The output shows that \(\hat{\beta} = 2.75\), which is statistically significant at 5% significance level. This estimate is similar to that of Table 3 in the article. This means, the full time employment increased in NJ after the changes in the minimum wage.

d. What would be the equation of a standard “difference in difference” regression?

We need to create a dummy variable to indicate treatment time (0 for before treatment and 1 for after treatment) and then the model can be expressed as:
\[ FTEemployment_{i,t} = \alpha + \beta(state_i) + \gamma(time_{i,t}) + \delta(state_i*time_{i,t}) + \epsilon_{i,t} \]

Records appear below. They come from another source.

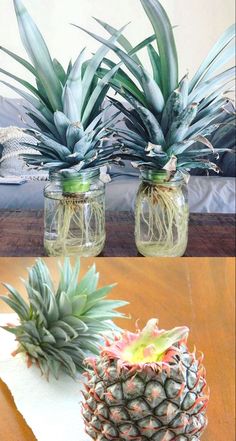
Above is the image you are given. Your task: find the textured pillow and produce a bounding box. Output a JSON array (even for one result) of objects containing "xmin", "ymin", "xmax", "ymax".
[{"xmin": 0, "ymin": 127, "xmax": 47, "ymax": 180}]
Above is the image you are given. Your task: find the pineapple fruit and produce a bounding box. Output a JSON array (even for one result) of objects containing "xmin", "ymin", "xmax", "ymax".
[
  {"xmin": 0, "ymin": 258, "xmax": 127, "ymax": 378},
  {"xmin": 83, "ymin": 319, "xmax": 209, "ymax": 441}
]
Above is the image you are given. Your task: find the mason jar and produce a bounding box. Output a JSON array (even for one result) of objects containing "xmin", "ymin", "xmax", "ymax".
[
  {"xmin": 44, "ymin": 170, "xmax": 106, "ymax": 257},
  {"xmin": 135, "ymin": 170, "xmax": 189, "ymax": 257}
]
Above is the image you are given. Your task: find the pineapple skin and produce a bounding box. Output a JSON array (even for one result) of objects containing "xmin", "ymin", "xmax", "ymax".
[{"xmin": 82, "ymin": 343, "xmax": 209, "ymax": 441}]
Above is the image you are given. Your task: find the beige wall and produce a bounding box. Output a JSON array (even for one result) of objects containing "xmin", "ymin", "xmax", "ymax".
[{"xmin": 0, "ymin": 0, "xmax": 235, "ymax": 96}]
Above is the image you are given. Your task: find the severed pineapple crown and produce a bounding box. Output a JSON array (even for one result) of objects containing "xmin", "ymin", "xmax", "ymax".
[
  {"xmin": 0, "ymin": 0, "xmax": 124, "ymax": 172},
  {"xmin": 1, "ymin": 258, "xmax": 127, "ymax": 378},
  {"xmin": 77, "ymin": 0, "xmax": 235, "ymax": 174}
]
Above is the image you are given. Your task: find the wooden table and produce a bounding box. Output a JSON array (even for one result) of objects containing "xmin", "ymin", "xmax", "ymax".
[
  {"xmin": 0, "ymin": 258, "xmax": 235, "ymax": 441},
  {"xmin": 0, "ymin": 210, "xmax": 235, "ymax": 257}
]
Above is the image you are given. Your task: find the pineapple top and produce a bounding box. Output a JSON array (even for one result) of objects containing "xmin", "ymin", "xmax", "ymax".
[
  {"xmin": 0, "ymin": 258, "xmax": 127, "ymax": 378},
  {"xmin": 78, "ymin": 0, "xmax": 235, "ymax": 174}
]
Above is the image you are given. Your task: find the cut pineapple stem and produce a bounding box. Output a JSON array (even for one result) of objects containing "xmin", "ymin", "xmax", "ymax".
[
  {"xmin": 62, "ymin": 177, "xmax": 91, "ymax": 194},
  {"xmin": 122, "ymin": 319, "xmax": 189, "ymax": 364}
]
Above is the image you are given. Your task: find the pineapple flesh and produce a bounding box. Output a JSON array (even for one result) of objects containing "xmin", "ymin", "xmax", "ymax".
[{"xmin": 83, "ymin": 319, "xmax": 209, "ymax": 441}]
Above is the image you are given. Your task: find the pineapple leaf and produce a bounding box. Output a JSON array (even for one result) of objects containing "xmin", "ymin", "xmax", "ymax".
[
  {"xmin": 14, "ymin": 0, "xmax": 62, "ymax": 110},
  {"xmin": 141, "ymin": 0, "xmax": 178, "ymax": 99},
  {"xmin": 189, "ymin": 24, "xmax": 235, "ymax": 92}
]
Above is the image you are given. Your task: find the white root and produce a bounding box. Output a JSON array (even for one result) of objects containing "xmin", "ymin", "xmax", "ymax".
[
  {"xmin": 135, "ymin": 183, "xmax": 189, "ymax": 257},
  {"xmin": 44, "ymin": 196, "xmax": 105, "ymax": 256}
]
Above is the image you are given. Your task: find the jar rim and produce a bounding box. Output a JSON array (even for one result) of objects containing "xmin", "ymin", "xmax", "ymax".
[{"xmin": 49, "ymin": 168, "xmax": 100, "ymax": 181}]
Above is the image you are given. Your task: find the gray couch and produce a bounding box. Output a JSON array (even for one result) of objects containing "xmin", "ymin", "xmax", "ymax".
[{"xmin": 0, "ymin": 97, "xmax": 235, "ymax": 213}]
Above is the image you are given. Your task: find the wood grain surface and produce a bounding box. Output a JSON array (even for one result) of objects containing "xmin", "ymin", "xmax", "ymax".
[
  {"xmin": 0, "ymin": 258, "xmax": 235, "ymax": 441},
  {"xmin": 0, "ymin": 210, "xmax": 235, "ymax": 257}
]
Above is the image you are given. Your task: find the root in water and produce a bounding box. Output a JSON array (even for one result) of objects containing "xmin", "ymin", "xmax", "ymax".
[
  {"xmin": 135, "ymin": 183, "xmax": 189, "ymax": 257},
  {"xmin": 44, "ymin": 191, "xmax": 105, "ymax": 256}
]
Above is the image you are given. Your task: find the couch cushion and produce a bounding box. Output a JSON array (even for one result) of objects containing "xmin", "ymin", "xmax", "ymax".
[
  {"xmin": 0, "ymin": 127, "xmax": 48, "ymax": 180},
  {"xmin": 0, "ymin": 176, "xmax": 235, "ymax": 213}
]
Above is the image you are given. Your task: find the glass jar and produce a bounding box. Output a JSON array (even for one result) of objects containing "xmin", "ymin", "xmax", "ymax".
[
  {"xmin": 135, "ymin": 170, "xmax": 189, "ymax": 257},
  {"xmin": 44, "ymin": 170, "xmax": 106, "ymax": 257}
]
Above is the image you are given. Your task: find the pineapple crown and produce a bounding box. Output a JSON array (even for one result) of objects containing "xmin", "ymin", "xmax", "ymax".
[
  {"xmin": 87, "ymin": 319, "xmax": 189, "ymax": 370},
  {"xmin": 0, "ymin": 0, "xmax": 124, "ymax": 172},
  {"xmin": 0, "ymin": 258, "xmax": 127, "ymax": 378},
  {"xmin": 76, "ymin": 0, "xmax": 235, "ymax": 173}
]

Part 3: Optional Questions

e. Run the regression you wrote up in part d

# DiD regression
# Reshape data first using the melt function from the reshape package
library(reshape)
emptot <- melt(cbind(my_data$emptot, my_data$emptot2))
state <- melt(cbind(my_data$state, my_data$state))
time <- c(rep(0, length(my_data$emptot)), rep(1, length(my_data$emptot2)))  #0 for before treatment and 1 for after treatment

# Create new data
my_newdata <- data.frame(cbind(emptot[,3], state[,3], time))    # create new data frame 

# Give variable names to the data frame
colnames(my_newdata) <- c("emptot", "state", "time")   # renaming the column names

# Run the DiD model for this new dataset
mod1 <- lm(emptot ~ state + time + state*time, data=my_newdata)  # Note that there is an interaction term 
stargazer(mod1, type = "text", title = "TABLE 3 output from Difference-In-Differences",
          align = TRUE, keep.stat = c("n","rsq"),
          dep.var.labels = c("Difference, NJ - PA"), covariate.labels = c("State", "Tretament time"))  # Display sample size and R-squared 
## 
## TABLE 3 output from Difference-In-Differences
## ==========================================
##                    Dependent variable:    
##                ---------------------------
##                    Difference, NJ - PA    
## ------------------------------------------
## State                   -2.892**          
##                          (1.194)          
##                                           
## Tretament time           -2.166           
##                          (1.516)          
##                                           
## state:time                2.754           
##                          (1.688)          
##                                           
## Constant                23.331***         
##                          (1.072)          
##                                           
## ------------------------------------------
## Observations               794            
## R2                        0.007           
## ==========================================
## Note:          *p<0.1; **p<0.05; ***p<0.01

The output shows \(\hat{\delta} = 2.75\) that matches the output in the article. However, it is not statistically significant.

f. Compute the difference-in-differences estimator “by hand”. Don’t use a regression.

To do this, first I used the code from part b (i.e. verify that the data is correct), where I found mean of FTE in wave 1 and wave 2. Then, I took the difference between means within each wave. Next, I took the difference between the values obtained from previous step, which is our parameter of interest.

# DiD by hand (wo regression)
# Mean of FTE 
fte <- t(my_data %>%              # transpose because we want fte in a row, not column
           group_by(state) %>%    # grouping by states
           summarise(across(c(emptot, emptot2), list(mean = mean), na.rm = TRUE)))   # gives average of FTE
colnames(fte) <- c("PA", "NJ")                         # provide column names                 
fte <- round(fte[-1,], 2)
rownames(fte) <- c("FTEemployment1", "FTEemployment2")  # change row names
fte
##                   PA    NJ
## FTEemployment1 23.33 20.44
## FTEemployment2 21.17 21.03
# Take mean difference
MeanDiff <- fte[, 1] - fte[, 2]
# Then the difference between wave 1 and wave 2
DiD <- 2.89 - 0.14
DiD
## [1] 2.75

Result shows the estimate = 2.75, which matches the estimate from the article.